Here Are Some Things To Consider if You Are Thinking About Home Schooling
Start Out Right
It's a lot easier if you and your home are organized. Getting rid of unneeded items, keeping all of your school materials together--these will help you be successful at home schooling. Most of us don't have a spare room we can devote to home schooling, so we work around the kitchen or dining room table. You can keep your supplies in tubs that can be put away when the day's work is done, and brought out again the next day. Make sure that your work area has good lighting, that your students have an adequate supply of paper, pencils and pens, and whatever supplies you need as you teach them. Have a specific place for your reference books, art supplies, and other items where they can be easily found when it's time to do a particular project. Keeping good records of what they learn will be of importance, especially if the laws in your area require making an accounting to the school district.

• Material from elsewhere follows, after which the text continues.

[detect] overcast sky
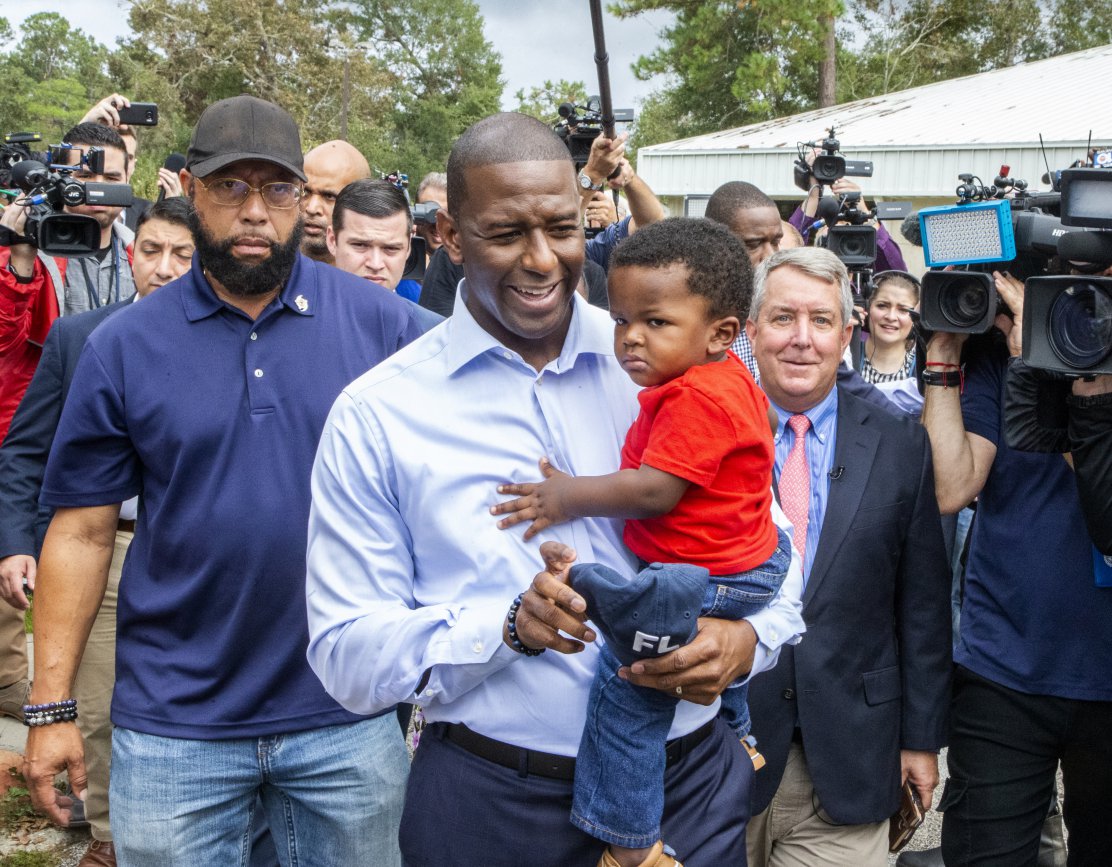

There are plenty of online sources for help and advice if you are seriously considering home schooling your children. We don't have room for them all, but here are some of our favorites:
- homeschooling.about.com is our favorite site about home schooling. Here you'll find answers to all your home schooling questions, links and articles about courses, books, the home schooling laws by state, and many other topics of interest to the home schooling family.
- If you live in Arizona, California, Colorado, Florida, Georgia, Idaho, Indiana, Minnesota, Ohio, Oregon, Pennsylvania or Wisconsin, check out Connections Acadamy. It's free to residents of the above-named states.
- Get Home School information, Education information, Education - General information at homelearners.com, including related links and much much more.
- The Calvert School is a well-known source for curriculum for Kindergarten through 8th grade.
More On Curriculum
One of the most important aspects of home shcooling is the curriculum your children will be studying. How do you come up with that? If you don't want, or can't afford, to enroll in one of the home schooling schools, there are other possible sources for your curriculum. Many school districts throughout the country work with home schoolers and will provide them with books and other materials. And on the Homeschooling.about.com page, there are links to courses of study by grade level and printable worksheets as well. You may also be fortunate enough to have home schooling supply stores in your area. And if there are home schooling support groups in your area, these members may also be able to help you with curriculum sources.
Socialization and Support
One thing that most anti-home schooling people critize is the lack of socialization for home schooled students. Given the scary situations in our schools these days, I'd say that my children could do without that kind of socialization. But it is important that they interact with other kids, so there are many ways to do that. If you are active in your church, there may be some kind of activities there for children. They can also enroll in Boy Scouts, Girls Scouts, and the Campfire Girl organizations. Your community probably has classes and activities through your local parks department which you can enroll your children in, and they will get socialization and some extra learning or participation in sports. Look for home schooling support groups in your area. Here you'll find others who are home schooling children of all ages. They will often organize field trips and social events for their children, as well as getting together to compare notes and share information amongst the parents. Check the homeschooling.about.com site for Support group information.
There is more information than we can hope to cover in this article. Be sure to check the sources we've given you, and do your own searches online. Talk to others who home school. You should be able to find email lists for home schoolers, for even more information. We hope you enjoy your experience.